Our group conducts experimental neuroscience studies to understand the brain networks and information processing based on nonlinear dynamics from experimental data. We try to understand the relationship between brain functions (e.g. motor control, perception, cognition, and social functions) and neural dynamics (e.g. synchronous oscillations and noise-induced dynamics).

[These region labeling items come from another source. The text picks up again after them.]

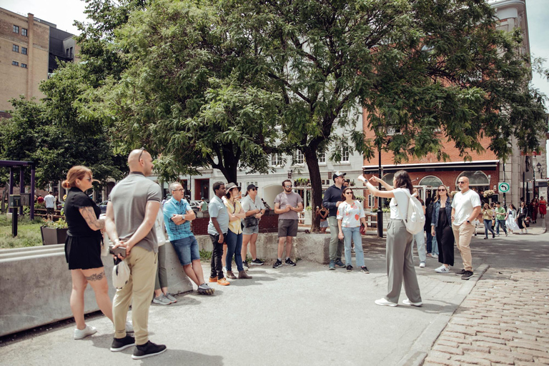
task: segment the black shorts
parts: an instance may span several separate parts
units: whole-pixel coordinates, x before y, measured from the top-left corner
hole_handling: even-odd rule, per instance
[[[103,266],[101,239],[88,237],[66,236],[65,259],[69,269],[89,269]]]
[[[278,219],[278,237],[297,237],[297,220],[292,219]]]

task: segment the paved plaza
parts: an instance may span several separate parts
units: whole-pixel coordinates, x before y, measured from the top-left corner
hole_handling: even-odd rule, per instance
[[[252,280],[234,280],[225,287],[214,285],[214,296],[194,292],[179,295],[176,304],[152,306],[151,340],[167,345],[168,350],[141,362],[548,362],[549,272],[540,272],[549,254],[548,238],[548,234],[475,238],[475,272],[468,281],[435,273],[437,260],[428,258],[426,268],[416,268],[424,302],[421,307],[402,305],[403,292],[397,307],[374,304],[385,293],[387,277],[385,240],[371,237],[364,239],[369,274],[345,269],[328,271],[327,265],[304,260],[295,267],[274,269],[269,262],[252,267]],[[495,255],[499,249],[505,256]],[[520,259],[528,255],[540,259],[525,259],[522,267],[527,268],[522,270],[508,265],[521,265]],[[459,254],[456,259],[454,268],[458,269]],[[205,264],[205,273],[207,269]],[[83,340],[72,340],[74,324],[4,337],[0,365],[137,364],[131,358],[132,348],[117,353],[109,350],[113,332],[107,318],[94,315],[87,322],[98,332]]]

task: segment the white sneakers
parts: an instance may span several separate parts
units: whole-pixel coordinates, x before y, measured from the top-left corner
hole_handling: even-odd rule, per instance
[[[86,327],[82,330],[76,328],[74,330],[74,339],[81,340],[89,335],[95,334],[97,332],[97,330],[95,327],[92,327],[91,325],[86,325]]]
[[[385,300],[385,297],[380,299],[378,300],[375,300],[375,304],[377,305],[381,306],[397,306],[398,304],[395,304],[395,302],[391,302],[390,301],[387,301]]]
[[[450,268],[442,264],[442,266],[435,269],[435,272],[438,273],[450,273]]]
[[[423,305],[422,302],[412,302],[408,299],[406,299],[405,300],[402,300],[402,304],[404,304],[405,305],[411,305],[411,306],[421,306]]]

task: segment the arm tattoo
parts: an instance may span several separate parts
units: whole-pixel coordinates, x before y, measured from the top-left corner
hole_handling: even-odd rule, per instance
[[[91,276],[84,276],[88,281],[100,281],[105,277],[105,270],[101,271],[101,273],[94,273]]]
[[[105,220],[97,219],[97,217],[95,216],[95,212],[91,207],[89,206],[80,209],[80,213],[90,229],[93,230],[102,230],[105,228]]]

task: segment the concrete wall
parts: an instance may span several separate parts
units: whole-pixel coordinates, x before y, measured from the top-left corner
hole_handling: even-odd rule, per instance
[[[169,242],[165,245],[170,292],[192,291],[192,285],[183,272],[173,247]],[[64,247],[57,244],[0,252],[0,336],[72,317],[69,303],[71,272]],[[103,262],[109,284],[109,294],[113,297],[112,259],[103,257]],[[99,310],[89,286],[84,299],[86,313]]]

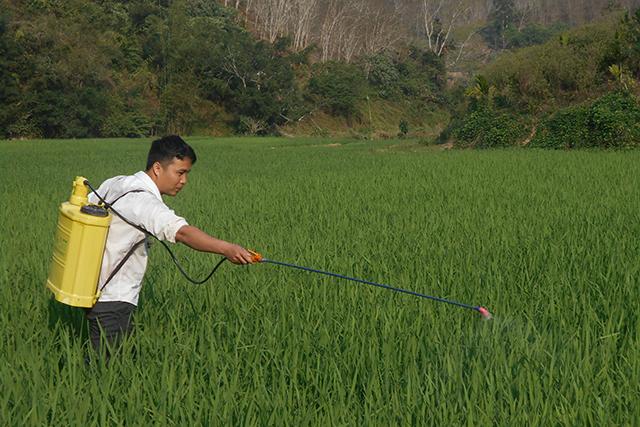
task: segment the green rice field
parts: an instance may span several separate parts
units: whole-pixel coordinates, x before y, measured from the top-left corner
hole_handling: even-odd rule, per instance
[[[494,319],[269,264],[194,286],[156,243],[135,335],[87,363],[45,288],[57,209],[149,141],[0,142],[0,425],[640,425],[640,151],[188,139],[190,224]]]

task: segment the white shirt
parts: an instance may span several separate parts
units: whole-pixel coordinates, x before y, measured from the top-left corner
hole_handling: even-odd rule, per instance
[[[175,243],[176,233],[180,227],[187,225],[184,218],[177,216],[162,201],[162,196],[156,184],[144,172],[137,172],[131,176],[116,176],[102,183],[96,190],[108,203],[113,203],[127,191],[144,190],[129,193],[113,204],[122,216],[134,224],[142,226],[160,240]],[[98,197],[91,193],[90,203],[98,203]],[[101,289],[107,278],[129,250],[145,234],[121,220],[113,212],[107,235],[107,243],[102,259],[98,289]],[[147,268],[148,242],[140,245],[120,271],[102,290],[98,301],[125,301],[138,305],[138,297],[142,287],[142,278]]]

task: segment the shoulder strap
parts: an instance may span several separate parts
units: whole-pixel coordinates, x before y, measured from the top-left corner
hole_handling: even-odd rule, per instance
[[[116,199],[113,202],[105,204],[105,206],[110,208],[111,205],[115,204],[118,200],[122,199],[124,196],[126,196],[129,193],[144,193],[145,191],[146,190],[140,190],[140,189],[126,191],[126,192],[122,193],[121,195],[119,195],[118,197],[116,197]]]
[[[124,263],[127,262],[127,260],[131,257],[131,255],[133,255],[135,250],[138,249],[138,247],[140,247],[140,245],[143,244],[145,240],[147,240],[146,237],[144,239],[140,240],[139,242],[137,242],[135,245],[133,245],[131,247],[131,249],[129,249],[129,252],[127,252],[127,254],[124,256],[124,258],[122,258],[120,260],[118,265],[116,265],[116,268],[113,269],[113,271],[111,272],[111,274],[109,275],[107,280],[104,282],[104,284],[100,288],[100,292],[102,292],[102,290],[105,288],[105,286],[107,286],[109,284],[111,279],[113,279],[113,277],[118,273],[118,271],[120,271],[120,269],[122,268]]]
[[[113,204],[115,204],[118,200],[122,199],[124,196],[126,196],[129,193],[143,193],[146,190],[129,190],[123,194],[121,194],[120,196],[116,197],[116,199],[113,202],[110,203],[105,203],[105,207],[107,209],[111,209],[111,206]],[[145,230],[144,228],[140,227],[140,226],[135,226],[134,224],[130,224],[132,227],[136,228],[139,231],[142,231],[143,233],[149,234],[149,232],[147,230]],[[118,265],[116,265],[116,267],[113,269],[113,271],[111,272],[111,274],[109,274],[109,277],[107,278],[107,280],[104,282],[104,284],[102,285],[102,287],[100,288],[100,292],[102,292],[102,290],[109,284],[109,282],[111,281],[111,279],[113,279],[113,277],[118,273],[118,271],[120,271],[120,269],[122,268],[122,266],[124,266],[125,262],[127,262],[127,260],[129,258],[131,258],[131,255],[133,255],[133,253],[136,251],[136,249],[138,249],[140,247],[141,244],[144,243],[144,241],[147,240],[147,238],[143,238],[142,240],[138,241],[137,243],[135,243],[131,249],[129,249],[129,251],[127,252],[127,254],[120,260],[120,262],[118,262]]]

1. Manipulative approaches to neural dynamics

Using noninvasive brain stimulation techniques (transcranial magnetic stimulation: TMS and transcranial electrical stimulation: tES) and concurrent EEG recording (e.g., TMS-EEG or TMS-tDCS), we reveal the causal relationship between network dynamics, information processing, and cognitive/motor behaviors.

Reference:
Yuka O. Okazaki, Yuji Mizuno, Keiichi Kitajo, Probing dynamical cortical gating of attention with concurrent TMS-EEG. Scientific Reports, 10, 4959, 1-10, doi:10.1038/s41598-020-61590-2, 2020.

2. EEG hyperscanning

To elucidate the neural mechanisms underlying social interactions, we analyze brain activity simultaneously recorded from multiple people using an EEG hyperscanning approach.

Reference:
Masahiro Kawasaki, Keiichi Kitajo, Yoko Yamaguchi, Sensory-motor synchronization in the brain corresponds to behavioral synchronization between individuals. Neuropsychologia, 119, 59-67, doi:10.1016/j.neuropsychologia.2018.07.026, 2018.

3. Systems neuroscience beyond the boundaries of hierarchal brain architectures

Our group is interested in the relationship between neural transmitters, network dynamics, and human behavior. We utilize non-invasive methods such as magnetic resonance spectroscopy (MRS) to target this theme.

4. Global network dynamics including brain and body

Using the simultaneous recording of EEG and biological signals (e.g., electrocardiogram, electrogastrogram), we investigate brain-body network dynamics.